Erinnern heißt Kämpfen – Rede zum Tag der Opfer des Faschismus in Erfurt
20. September 2021
Liebe Antifaschistinnen und Antifaschisten,
liebe Genossinnen und Genossen,
am heutigen Tag gedenken wir der antifaschistischen Widerstandskämpfer:innen und der Opfer des Faschismus. Für viele Mitglieder der VVN-BdA ist dies ein wichtiges Ereignis, das auch eng mit der Geschichte der eigenen Organisation verknüpft ist.

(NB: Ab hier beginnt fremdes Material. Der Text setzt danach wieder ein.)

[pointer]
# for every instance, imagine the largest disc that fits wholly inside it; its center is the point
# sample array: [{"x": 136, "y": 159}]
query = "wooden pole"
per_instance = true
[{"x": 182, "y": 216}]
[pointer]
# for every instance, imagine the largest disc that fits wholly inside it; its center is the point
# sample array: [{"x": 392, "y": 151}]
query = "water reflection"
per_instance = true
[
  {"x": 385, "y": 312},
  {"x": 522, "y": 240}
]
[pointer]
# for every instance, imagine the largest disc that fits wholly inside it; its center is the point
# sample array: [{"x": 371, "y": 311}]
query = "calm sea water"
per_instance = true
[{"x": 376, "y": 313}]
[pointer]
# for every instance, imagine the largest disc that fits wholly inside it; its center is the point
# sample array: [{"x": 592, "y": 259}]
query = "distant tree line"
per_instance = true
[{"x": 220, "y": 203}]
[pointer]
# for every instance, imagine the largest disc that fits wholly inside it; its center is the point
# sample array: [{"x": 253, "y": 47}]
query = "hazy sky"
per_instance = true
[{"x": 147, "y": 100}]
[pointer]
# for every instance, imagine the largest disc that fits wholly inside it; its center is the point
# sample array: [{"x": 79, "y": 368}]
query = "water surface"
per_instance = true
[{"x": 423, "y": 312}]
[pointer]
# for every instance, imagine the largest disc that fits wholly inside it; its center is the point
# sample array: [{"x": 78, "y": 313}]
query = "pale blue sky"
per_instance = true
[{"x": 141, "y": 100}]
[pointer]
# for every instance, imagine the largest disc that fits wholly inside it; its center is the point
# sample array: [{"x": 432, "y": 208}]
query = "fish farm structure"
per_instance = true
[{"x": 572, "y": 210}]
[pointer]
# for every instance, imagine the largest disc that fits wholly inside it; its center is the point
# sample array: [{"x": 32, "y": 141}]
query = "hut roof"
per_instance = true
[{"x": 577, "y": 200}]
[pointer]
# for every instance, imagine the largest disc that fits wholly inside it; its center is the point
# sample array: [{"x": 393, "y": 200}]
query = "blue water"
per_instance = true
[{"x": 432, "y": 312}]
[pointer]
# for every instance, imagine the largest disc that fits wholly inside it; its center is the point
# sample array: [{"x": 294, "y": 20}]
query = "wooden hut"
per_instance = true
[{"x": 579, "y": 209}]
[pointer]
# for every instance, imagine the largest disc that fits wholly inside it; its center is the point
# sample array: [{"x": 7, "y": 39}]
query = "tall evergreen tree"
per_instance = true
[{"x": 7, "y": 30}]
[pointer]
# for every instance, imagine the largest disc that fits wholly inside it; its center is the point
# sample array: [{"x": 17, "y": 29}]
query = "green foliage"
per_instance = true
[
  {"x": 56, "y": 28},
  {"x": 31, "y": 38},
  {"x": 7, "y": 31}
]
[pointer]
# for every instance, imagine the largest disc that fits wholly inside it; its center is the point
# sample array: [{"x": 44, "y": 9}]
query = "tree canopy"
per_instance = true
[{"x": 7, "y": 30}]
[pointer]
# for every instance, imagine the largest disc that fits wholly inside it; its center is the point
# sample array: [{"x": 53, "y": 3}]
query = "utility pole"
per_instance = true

Als relativ junge Sozialistin, deren Aufwachsen in die Zeit der Berliner Republik fällt, habe ich wahrscheinlich einen etwas anderen Zugang zum Thema Gedenken an den Nationalsozialismus als ältere Anwesende dieser Veranstaltung. Familiäre oder freundschaftliche Begegnungen mit der Zeitzeug:innen-Generation spielten für mich schon kaum mehr eine Rolle, weder auf der Seite der Täter:innen noch der Opfer von Verfolgung und faschistischem Terror. Stattdessen waren es schriftlich festgehaltene biographische Erzählungen, Besuche in den modernen Gedenkstätten und Medienerzeugnisse, die dafür gesorgt haben, dass die Auseinandersetzung mit dem Nationalsozialismus für mich als Jugendliche immer mehr an Relevanz gewann. Mit all diesen Dingen habe ich mich außerdem – und das ebenfalls im Unterschied zu den Generationen vor mir – in einer Zeit auseinandergesetzt, in der das Gedenken an den Nationalsozialismus für die Bundesrepublik bereits zur Staatsräson gehörte. Den Nationalsozialismus zu thematisieren, war für meine Generation nie ein Tabu. Dass – vor allem in Westdeutschland – die Einrichtung von Gedenkorten und Zeichen der Erinnerung erst das Ergebnis einer harten gesellschaftlichen Auseinandersetzung war, war mir deshalb lange nicht bewusst. Dass das Gedenken in der DDR zwar von großer Bedeutung, aber durchaus auch nicht frei von problematischen politischen Implikationen war, selbstverständlich ebenfalls nicht. Für mich schien es einfach selbstverständlich, dass sich die Deutschen in Ost und West mit ihrer eigenen Vergangenheit auseinandersetzen und dass es stets positive Resonanz hervorrief, sich als junge Person ebenfalls mit diesem Teil der Geschichte zu beschäftigen. Erfahren konnte man dabei auf der Ebene der Fakten stets eine Menge. Vieles war bereits erforscht, Unterricht und Bildungsangebote zum Thema gab es zu Hauf. Um die höchst beunruhigende Frage jedoch, wie es denn hatte zum Zivilisationsbruch kommen können, ging es darin jedoch selten, was mich als Jugendliche lange frustriert und ratlos zurückließ.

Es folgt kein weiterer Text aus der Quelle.